So, in January, Orantes Grant came back to Georgia and decided to buckle down. He enrolled in traditional courses, and, in December, he'll receive his degree in child and family development.
"I would like to work with youth who seem to come from similar situations that I had, working class, who put a lot of emphasis on sports to get out of their situation," he said. "Where I could play a big part in it is just educating kids on thinking about longevity instead of instant success."
So, while his former teammates sweat through fall camp on the Bulldogs' practice fields, Grant will be about half a mile north of them finishing something he started nine years ago when he came out of Dunwoody High School as a Class AAAA first-team all-state linebacker.
"I hope people can see what I'm doing and be motivated to come back," he said.
Grant estimates that more than 25 percent of athletes who leave school short of their degree come back at some point and at least attempt to complete their requirements.

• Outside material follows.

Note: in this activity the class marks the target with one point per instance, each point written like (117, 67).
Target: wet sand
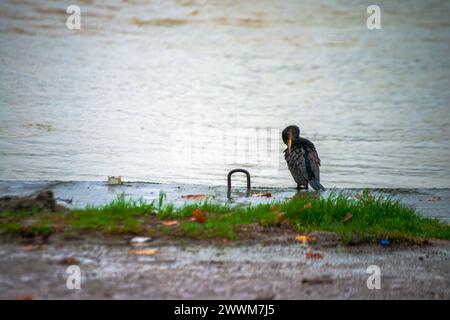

Former Georgia defensive back Earl Chambers returned to Athens after a short break and earned his master's degree while serving as a graduate assistant for the football team the last three seasons. This year, he accepted a job as a full-time assistant at Valdosta State.
There are plenty of other success stories, too.
Defensive lineman Emarlos Leroy came back to finish his undergraduate degree after a three-year NFL career. After graduating, he returned to Jacksonville, where he spent his first two NFL seasons, and took a job in parks and recreation.
NFL Pro Bowler Champ Bailey has been back in Athens off and on working toward his degree. Former tight end Larry Brown came back, too. This week, Bruce Adrine came to campus to ask what he needed to get back into school, said Robert Miles, Georgia's assistant athletic director for Life Skills.
At Georgia Tech, Nick Ferguson of the Denver Broncos gave up $50,000 in workout bonuses to be in school this summer. Ten years after he left the Yellow Jackets, he received his management degree in May. Atlanta Falcons receiver Dez White and former Tech linebacker Ron Rogers of Dublin also were in school this summer.
Both the Bulldogs and Yellow Jackets provide resources for players who want to return after a break.
"We stay in close contact to make sure we can do everything we can to help them finish," Miles said. "You see them and say, ‘Look man, you've got so much done, come on back."
Miles also tries to keep Georgia football coach Mark Richt up-to-date on which players are good targets for arm twisting.
"I love it when guys come back," Richt said.
The toughest things for many players who have had a taste of a pro career is to give up on that part of their lives and move from a location where they have become settled back to their college town, Grant said.
It's a transition, though, that he finally decided was the best for him.
"I've turned my (retirement) papers in," he said. "I've closed that chapter, and I'm trying to write another one."